In Situ Symbiosis of Cerium Oxide Nanophase for Enhancing the Oxygen Electrocatalysis Performance of Single‐Atom Fe─N─C Catalyst with Prolonged Stability for Zinc–Air Batteries

Abstract The Fenton reaction, induced by the H 2 O 2 formed during the oxygen reduction reaction (ORR) process leads to significant dissolution of Fe, resulting in unsatisfactory stability of the iron–nitrogen‐doped carbon catalysts (Fe‐NC).
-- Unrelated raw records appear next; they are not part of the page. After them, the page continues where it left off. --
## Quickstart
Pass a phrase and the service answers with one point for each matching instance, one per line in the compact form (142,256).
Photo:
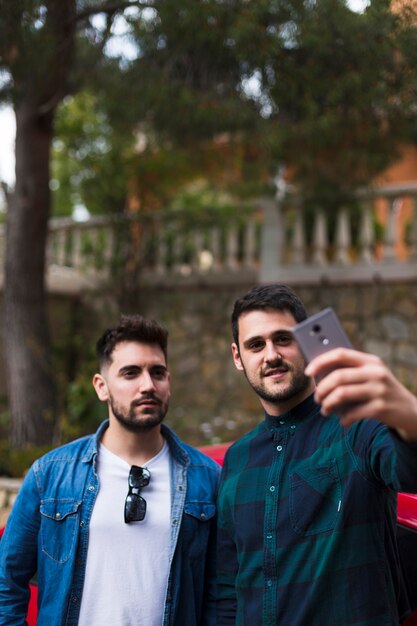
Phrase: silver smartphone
(320,333)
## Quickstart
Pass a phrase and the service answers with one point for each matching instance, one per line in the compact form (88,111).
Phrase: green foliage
(332,96)
(90,160)
(16,462)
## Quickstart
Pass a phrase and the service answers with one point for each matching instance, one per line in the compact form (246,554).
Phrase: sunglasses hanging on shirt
(135,505)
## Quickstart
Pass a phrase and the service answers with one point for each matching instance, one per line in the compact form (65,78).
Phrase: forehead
(263,323)
(136,353)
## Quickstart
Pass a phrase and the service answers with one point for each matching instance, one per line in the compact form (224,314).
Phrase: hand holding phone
(320,333)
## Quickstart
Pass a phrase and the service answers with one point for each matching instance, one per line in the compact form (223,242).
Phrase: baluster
(366,234)
(161,249)
(61,244)
(232,246)
(215,247)
(412,250)
(3,245)
(249,252)
(299,240)
(76,251)
(178,252)
(319,239)
(197,250)
(109,244)
(389,241)
(343,238)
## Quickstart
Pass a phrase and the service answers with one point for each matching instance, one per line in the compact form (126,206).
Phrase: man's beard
(145,422)
(296,386)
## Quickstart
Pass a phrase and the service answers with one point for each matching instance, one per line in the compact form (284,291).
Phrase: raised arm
(360,386)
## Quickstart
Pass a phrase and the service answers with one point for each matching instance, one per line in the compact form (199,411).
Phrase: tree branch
(112,7)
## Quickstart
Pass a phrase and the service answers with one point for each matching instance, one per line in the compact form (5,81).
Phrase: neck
(281,407)
(136,448)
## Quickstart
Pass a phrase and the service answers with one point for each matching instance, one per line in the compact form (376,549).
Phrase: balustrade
(266,242)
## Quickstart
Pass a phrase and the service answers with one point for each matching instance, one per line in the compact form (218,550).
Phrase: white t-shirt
(127,564)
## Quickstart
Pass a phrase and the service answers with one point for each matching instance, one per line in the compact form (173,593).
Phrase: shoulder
(200,458)
(240,449)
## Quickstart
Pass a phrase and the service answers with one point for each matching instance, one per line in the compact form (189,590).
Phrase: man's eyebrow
(252,339)
(276,333)
(129,368)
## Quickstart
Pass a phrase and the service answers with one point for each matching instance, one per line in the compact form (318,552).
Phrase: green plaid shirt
(307,523)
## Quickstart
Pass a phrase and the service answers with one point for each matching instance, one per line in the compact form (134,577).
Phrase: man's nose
(272,352)
(146,382)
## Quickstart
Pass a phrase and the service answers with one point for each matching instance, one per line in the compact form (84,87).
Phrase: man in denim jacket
(120,525)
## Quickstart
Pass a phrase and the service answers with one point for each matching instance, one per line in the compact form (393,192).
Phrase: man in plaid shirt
(307,503)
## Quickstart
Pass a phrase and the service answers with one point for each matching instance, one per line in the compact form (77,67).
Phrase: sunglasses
(135,505)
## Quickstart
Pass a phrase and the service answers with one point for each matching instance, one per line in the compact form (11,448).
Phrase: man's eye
(256,345)
(130,374)
(159,374)
(284,340)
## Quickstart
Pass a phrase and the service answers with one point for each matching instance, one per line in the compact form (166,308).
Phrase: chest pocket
(315,498)
(196,531)
(59,526)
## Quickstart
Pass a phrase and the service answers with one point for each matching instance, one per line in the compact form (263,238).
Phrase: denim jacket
(47,533)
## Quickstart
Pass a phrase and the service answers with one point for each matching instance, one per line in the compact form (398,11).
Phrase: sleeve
(209,604)
(227,559)
(383,456)
(406,463)
(18,554)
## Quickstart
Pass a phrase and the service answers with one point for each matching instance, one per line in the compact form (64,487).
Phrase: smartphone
(320,333)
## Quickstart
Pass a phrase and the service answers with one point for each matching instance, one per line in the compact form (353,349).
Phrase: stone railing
(265,242)
(161,246)
(377,241)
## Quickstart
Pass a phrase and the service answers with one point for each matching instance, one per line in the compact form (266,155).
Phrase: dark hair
(131,328)
(278,297)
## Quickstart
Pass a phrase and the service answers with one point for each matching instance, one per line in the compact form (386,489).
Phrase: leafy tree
(338,87)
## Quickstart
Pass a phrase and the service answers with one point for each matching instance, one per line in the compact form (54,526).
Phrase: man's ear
(100,385)
(236,357)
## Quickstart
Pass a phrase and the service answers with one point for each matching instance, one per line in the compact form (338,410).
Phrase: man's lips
(275,371)
(147,402)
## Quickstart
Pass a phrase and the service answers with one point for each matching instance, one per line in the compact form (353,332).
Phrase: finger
(341,399)
(339,357)
(341,377)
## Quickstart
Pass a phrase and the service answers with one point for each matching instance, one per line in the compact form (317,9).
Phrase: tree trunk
(31,388)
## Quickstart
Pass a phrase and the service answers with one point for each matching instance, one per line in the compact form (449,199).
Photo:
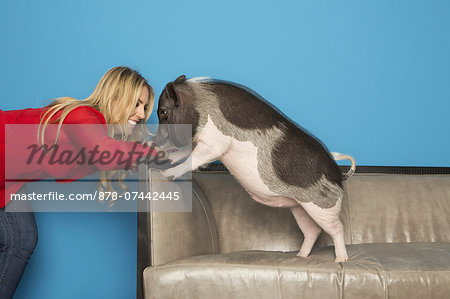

In this study, a strategy is proposed to improve the ORR catalytic activity while eliminating the effect of H 2 O 2 by introducing CeO 2 nanoparticles. Transmission electron microscopy and subsequent characterizations reveal that CeO 2 nanoparticles are uniformly distributed on the carbon substrate, with atomically dispersed Fe single‐atom catalysts (SACs) adjacent to them. CeO 2 @Fe‐NC achieves a half‐wave potential of 0.89 V and a limiting current density of 6.2 mA cm −2 , which significantly outperforms Fe‐NC and commercial Pt/C. CeO 2 @Fe‐NC also shows a half‐wave potential loss of only 1% after 10 000 CV cycles, which is better than that of Fe‐NC (7%). Further, H 2 O 2 elimination experiments show that the introduction of CeO 2 significantly accelerate the decomposition of H 2 O 2 . In situ Raman spectroscopy results suggest that CeO 2 @Fe‐NC significantly facilitates the formation of ORR intermediates compared with Fe‐NC. The Zn–air batteries utilizing CeO 2 @Fe‐NC cathodes exhibit satisfactory peak power density and open‐circuit voltage. Furthermore, theoretical calculations show that the introduction of CeO 2 enhances the ORR activity of Fe‐NC SAC. This study provides insights for optimizing SAC‐based electrocatalysts with high activity and stability.